Dbt Fabric Spark Notebook Generator (Dbt-FabricSparkNb)¶

"The first and only dbt adapter for a true, modern, software-as-a-service (SAAS) Lakehouse."

What is it¶

The dbt-fabricsparknb package contains all of the code enabling dbt to work with Microsoft Fabric WITHOUT a connection endpoint like livy or the Datawarehouse SQL endpoint.

Why did we build it?¶

As a team of data specialists we have been working with dbt for a number of years. We have found that dbt is a powerful tool for data transformation, but it has some limitations. We have built this adapter to address some of these limitations and to make it easier to work with dbt in a modern, software-as-a-service (SAAS) lakehouse environment.

How does it work?¶

Dbt-FabricSparkNb works by leverging the power of the dbt-core, and the dbt-fabrickspark apater to create a new adapter. As such, it can be described as a "child apater" of dbt-fabrickspark.

The adapter inherits all of the functionality of the dbt-fabrickspark adapter and simply extends it to meet the unique requirements of our project.

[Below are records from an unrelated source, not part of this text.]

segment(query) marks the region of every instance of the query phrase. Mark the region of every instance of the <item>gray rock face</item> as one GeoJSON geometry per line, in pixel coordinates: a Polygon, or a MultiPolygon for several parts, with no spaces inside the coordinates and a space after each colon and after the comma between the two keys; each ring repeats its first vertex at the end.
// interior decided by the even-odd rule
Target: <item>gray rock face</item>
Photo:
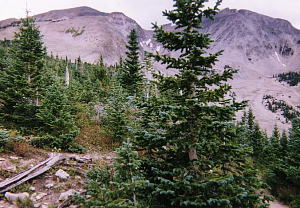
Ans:
{"type": "Polygon", "coordinates": [[[58,170],[55,173],[55,175],[60,179],[66,179],[70,177],[70,175],[62,169],[58,170]]]}
{"type": "Polygon", "coordinates": [[[10,192],[5,193],[4,197],[10,202],[12,202],[12,204],[16,205],[16,201],[18,198],[21,200],[24,200],[26,197],[29,197],[29,194],[27,192],[24,192],[21,194],[12,194],[10,192]]]}
{"type": "Polygon", "coordinates": [[[53,183],[48,184],[45,185],[46,188],[50,189],[54,186],[54,184],[53,183]]]}
{"type": "MultiPolygon", "coordinates": [[[[143,29],[133,19],[120,12],[102,12],[92,8],[80,7],[53,10],[36,15],[36,25],[44,35],[48,51],[58,57],[66,55],[72,61],[80,55],[82,61],[96,62],[100,54],[104,62],[114,64],[120,55],[125,57],[127,36],[132,27],[136,28],[142,51],[168,53],[178,57],[178,51],[170,53],[156,42],[152,31],[143,29]],[[52,19],[52,21],[47,20],[52,19]],[[81,34],[74,37],[66,31],[79,28],[81,34]],[[70,48],[74,49],[70,50],[70,48]]],[[[286,20],[272,18],[250,11],[226,8],[214,17],[215,20],[204,19],[201,32],[211,34],[214,41],[208,52],[224,49],[220,61],[214,68],[222,71],[228,65],[240,71],[233,81],[230,81],[236,100],[249,100],[262,129],[272,132],[274,123],[280,130],[288,129],[290,123],[278,118],[281,116],[268,111],[262,104],[264,94],[295,106],[300,103],[300,85],[290,87],[269,79],[274,74],[298,71],[300,68],[300,30],[286,20]],[[280,98],[279,99],[279,98],[280,98]]],[[[16,19],[0,21],[0,25],[7,25],[16,19]]],[[[166,30],[174,30],[172,24],[164,25],[166,30]]],[[[0,39],[12,39],[18,27],[9,26],[0,30],[0,39]]],[[[176,71],[166,70],[166,66],[154,65],[156,69],[164,74],[174,75],[176,71]]],[[[296,109],[296,108],[295,108],[296,109]]],[[[238,115],[238,119],[240,117],[238,115]]],[[[13,171],[13,170],[12,170],[13,171]]]]}
{"type": "Polygon", "coordinates": [[[60,194],[60,196],[59,200],[62,201],[66,200],[68,199],[69,197],[74,195],[74,193],[78,194],[79,193],[73,189],[70,189],[68,192],[63,192],[62,194],[60,194]]]}

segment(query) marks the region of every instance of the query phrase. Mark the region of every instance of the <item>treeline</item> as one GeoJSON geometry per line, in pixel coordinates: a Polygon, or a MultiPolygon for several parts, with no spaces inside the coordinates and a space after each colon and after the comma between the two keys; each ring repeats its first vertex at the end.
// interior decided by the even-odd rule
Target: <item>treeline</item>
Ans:
{"type": "MultiPolygon", "coordinates": [[[[0,122],[9,129],[0,131],[2,150],[14,150],[14,142],[76,152],[118,147],[110,166],[86,174],[90,197],[77,196],[82,208],[268,207],[272,198],[262,192],[266,185],[256,166],[268,163],[266,178],[272,175],[284,149],[279,133],[269,138],[252,111],[235,125],[247,105],[233,93],[226,98],[237,70],[212,69],[222,51],[207,55],[212,40],[198,29],[199,17],[212,19],[221,1],[210,8],[203,1],[175,1],[164,14],[178,29],[154,25],[158,42],[181,51],[178,57],[147,52],[141,63],[132,28],[126,57],[108,67],[100,56],[96,64],[47,57],[34,20],[24,19],[12,41],[0,48],[0,122]],[[154,61],[178,73],[155,72],[154,61]]],[[[299,143],[290,137],[298,134],[293,121],[296,133],[282,140],[288,146],[299,143]]],[[[298,178],[294,184],[282,178],[291,206],[298,207],[298,178]]]]}
{"type": "MultiPolygon", "coordinates": [[[[74,62],[68,57],[47,56],[34,19],[22,19],[19,29],[12,40],[0,42],[3,131],[10,130],[12,139],[20,136],[20,142],[83,152],[80,144],[89,147],[80,138],[92,134],[91,129],[104,126],[100,133],[104,141],[94,142],[100,143],[104,149],[122,142],[112,130],[126,120],[122,109],[127,107],[122,103],[127,102],[127,94],[116,81],[121,76],[120,65],[106,66],[100,55],[96,64],[83,63],[80,56],[74,62]],[[118,94],[124,94],[122,99],[118,94]],[[118,118],[118,114],[124,116],[118,118]]],[[[125,131],[127,122],[122,124],[118,131],[125,131]]]]}
{"type": "Polygon", "coordinates": [[[276,125],[272,135],[268,137],[255,121],[251,109],[245,111],[237,130],[240,140],[252,147],[252,157],[256,166],[264,173],[266,183],[271,193],[292,208],[300,207],[300,119],[292,120],[288,136],[284,131],[281,134],[276,125]]]}
{"type": "Polygon", "coordinates": [[[286,122],[292,121],[293,119],[299,117],[300,112],[294,109],[292,106],[288,105],[284,100],[277,100],[270,95],[264,95],[262,100],[267,101],[268,109],[272,112],[276,112],[278,110],[282,112],[282,115],[286,118],[286,122]]]}
{"type": "Polygon", "coordinates": [[[278,74],[273,74],[273,78],[277,77],[280,82],[284,81],[290,86],[297,86],[300,82],[300,73],[298,72],[289,71],[278,74]]]}

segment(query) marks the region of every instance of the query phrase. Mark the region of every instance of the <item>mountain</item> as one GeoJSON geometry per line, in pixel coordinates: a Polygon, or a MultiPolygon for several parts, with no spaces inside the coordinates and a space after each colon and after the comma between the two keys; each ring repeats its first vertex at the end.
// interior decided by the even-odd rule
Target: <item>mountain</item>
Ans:
{"type": "MultiPolygon", "coordinates": [[[[74,60],[80,55],[84,61],[94,62],[102,55],[106,63],[114,64],[120,55],[124,57],[127,36],[133,27],[139,35],[141,51],[178,55],[163,50],[155,42],[152,31],[142,29],[120,12],[108,13],[83,6],[52,10],[34,17],[48,52],[54,56],[67,55],[74,60]]],[[[0,39],[12,38],[19,23],[16,19],[0,21],[0,39]]],[[[174,30],[172,24],[164,27],[174,30]]],[[[204,19],[202,31],[211,34],[214,40],[208,52],[224,50],[215,68],[222,70],[229,65],[239,69],[230,83],[238,100],[250,100],[261,127],[270,132],[276,122],[280,129],[288,129],[290,123],[286,123],[282,112],[268,110],[263,96],[270,95],[294,107],[300,104],[300,86],[290,87],[272,78],[274,74],[300,69],[300,30],[285,20],[226,8],[214,21],[204,19]]],[[[158,65],[156,67],[169,75],[176,73],[166,71],[158,65]]]]}

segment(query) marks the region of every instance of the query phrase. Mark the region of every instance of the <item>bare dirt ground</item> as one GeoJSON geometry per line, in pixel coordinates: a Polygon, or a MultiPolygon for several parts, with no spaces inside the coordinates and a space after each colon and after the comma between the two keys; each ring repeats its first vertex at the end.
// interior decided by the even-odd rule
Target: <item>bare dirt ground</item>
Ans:
{"type": "MultiPolygon", "coordinates": [[[[47,158],[48,157],[48,154],[50,153],[42,150],[35,150],[30,156],[26,157],[20,157],[12,153],[0,154],[0,182],[33,167],[47,158]]],[[[58,200],[62,193],[70,190],[74,190],[78,192],[84,191],[84,185],[86,182],[84,177],[86,172],[92,167],[103,167],[110,163],[112,157],[111,153],[99,153],[88,152],[84,155],[76,155],[92,157],[92,164],[76,166],[74,165],[76,163],[73,163],[74,161],[70,159],[70,156],[74,154],[62,154],[66,158],[66,160],[64,163],[56,165],[46,173],[12,189],[9,192],[15,193],[28,193],[30,197],[34,200],[35,206],[37,208],[56,207],[62,202],[58,200]],[[59,169],[68,173],[70,177],[66,179],[62,179],[56,176],[56,172],[59,169]],[[40,199],[36,198],[36,195],[39,195],[40,193],[43,193],[42,195],[45,196],[40,199]]],[[[8,202],[4,197],[4,195],[0,195],[0,208],[16,208],[17,206],[8,202]]]]}
{"type": "MultiPolygon", "coordinates": [[[[264,193],[267,195],[270,195],[270,193],[268,190],[264,190],[264,193]]],[[[270,208],[288,208],[288,205],[284,205],[280,202],[276,201],[270,202],[270,208]]]]}

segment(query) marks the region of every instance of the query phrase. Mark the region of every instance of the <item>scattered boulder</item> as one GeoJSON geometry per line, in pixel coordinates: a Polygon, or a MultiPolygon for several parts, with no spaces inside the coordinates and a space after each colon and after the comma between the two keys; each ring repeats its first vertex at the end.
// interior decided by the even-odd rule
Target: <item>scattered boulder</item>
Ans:
{"type": "Polygon", "coordinates": [[[21,200],[24,200],[26,197],[29,197],[29,194],[27,192],[24,192],[21,194],[12,194],[10,192],[6,192],[5,193],[4,197],[8,200],[8,201],[11,202],[13,204],[16,205],[16,201],[18,198],[20,198],[21,200]]]}
{"type": "Polygon", "coordinates": [[[70,177],[70,175],[62,169],[58,170],[55,173],[55,175],[60,179],[66,179],[70,177]]]}
{"type": "Polygon", "coordinates": [[[48,203],[43,203],[42,205],[42,208],[48,208],[48,203]]]}
{"type": "Polygon", "coordinates": [[[46,184],[45,185],[45,187],[48,189],[50,189],[50,188],[52,188],[54,186],[54,184],[53,184],[53,183],[48,184],[46,184]]]}
{"type": "Polygon", "coordinates": [[[44,197],[45,196],[47,196],[47,194],[43,193],[42,192],[38,192],[36,193],[34,193],[30,199],[34,201],[38,201],[40,200],[42,198],[44,197]]]}
{"type": "Polygon", "coordinates": [[[8,172],[14,173],[16,171],[16,166],[8,166],[6,168],[6,170],[8,172]]]}
{"type": "Polygon", "coordinates": [[[39,208],[40,207],[40,204],[36,203],[34,205],[34,208],[39,208]]]}
{"type": "Polygon", "coordinates": [[[79,194],[79,192],[78,192],[73,189],[70,189],[68,192],[63,192],[62,194],[60,194],[60,196],[59,200],[61,201],[66,200],[70,197],[72,197],[73,195],[74,195],[74,193],[79,194]]]}

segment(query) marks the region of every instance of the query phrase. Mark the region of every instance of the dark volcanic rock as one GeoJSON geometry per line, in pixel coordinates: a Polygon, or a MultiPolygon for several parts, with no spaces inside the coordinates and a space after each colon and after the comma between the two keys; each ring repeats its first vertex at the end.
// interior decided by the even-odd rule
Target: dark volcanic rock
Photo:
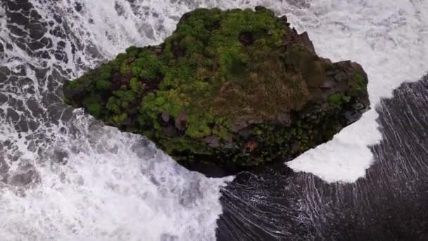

Consequently, to use this adapter, you will need to install the dbt-fabrickspark adapter and then install the dbt-fabricksparknb adapter.

Key Features¶

Support for SAAS only lakehouse architecture (No PAAS components requried)
Support for lightweight, disconnected local development workflow
Fully featured with modern data transformation capabilities such as data lineage, data catalog, data quality checks and templated data transformation activities
Opensource and free to use
Extensible and customisable

Limitations and best practices¶

Limitation on Schema supported lakehouse: Our DBT framework does not yet support schemas in Data lake. So please do not tick "Lakehouse schemas (Public Preview)" when creating the lakehouse in your workspace for now.

alt text

Unique Tables Across Lakehouses: It is recommended to use unique table names across multiple lakehouses. This is because the current dbt framework’s schema template does not support duplicate table names.
Column Naming Conventions: Avoid using special characters such as # and % in column names within your models.
Limitation on service principal: Service principal authentication is only supported for selective read-only Fabric admin APIs. Due to these limitations, The framework does not support service principal authentication for deployment into cloud service. Please refer to Microsoft documentation for more details on the list of APIs supported.
In dbt, seeds are CSV files that you can load into your data warehouse. To avoid potential issues, make sure to avoid special characters, spaces in column names, and single quotes in the content of your seed files.

Getting Started¶

User Guide

For data engineers looking to use the adapter to create data transformation projects

User Guide

Note

This is the guide appropriate for MOST users.
Developer Guide

For advanced users looking to extend or customise the adapter

Developer Guide

Danger

This is the guide for advanced users only.
Documentation Guide

For users who are looking to contribute to the adapter documentation

Documentation Guide

Warning

This guide is still under construction

Contributing¶

Branching¶

When creating a branch to work on from please use the branch name of feature/YourBranchName. The case on feature/ matters so please make sure to keep it lower case. Pull requests are to be made into the "dev" branch only. Any pull requests made into "Main" will be removed and not merged.

Community¶

Logging to Delta¶

Logging was previously done to a log file saved in the lakehouse and in json format. This has been changed to now log to a delta table in the lakehouse.

It works using 2 tables "batch" and "execution_log". At the start of the ETL the Prepare step will check if the tables exist and if they don't they will be created. This is followed by a check for an "open" batch and where the batch is still open it will fail.

If you need to close the batch manually, this code is available at the end of the master notebook.

If this check passes, a batch will be opened. There are steps in each master numbered notebook to check for failures in previousn notebook runs and this is done using the open batch so previous ETL executions with failures are not picked up and return false stops on the current execution.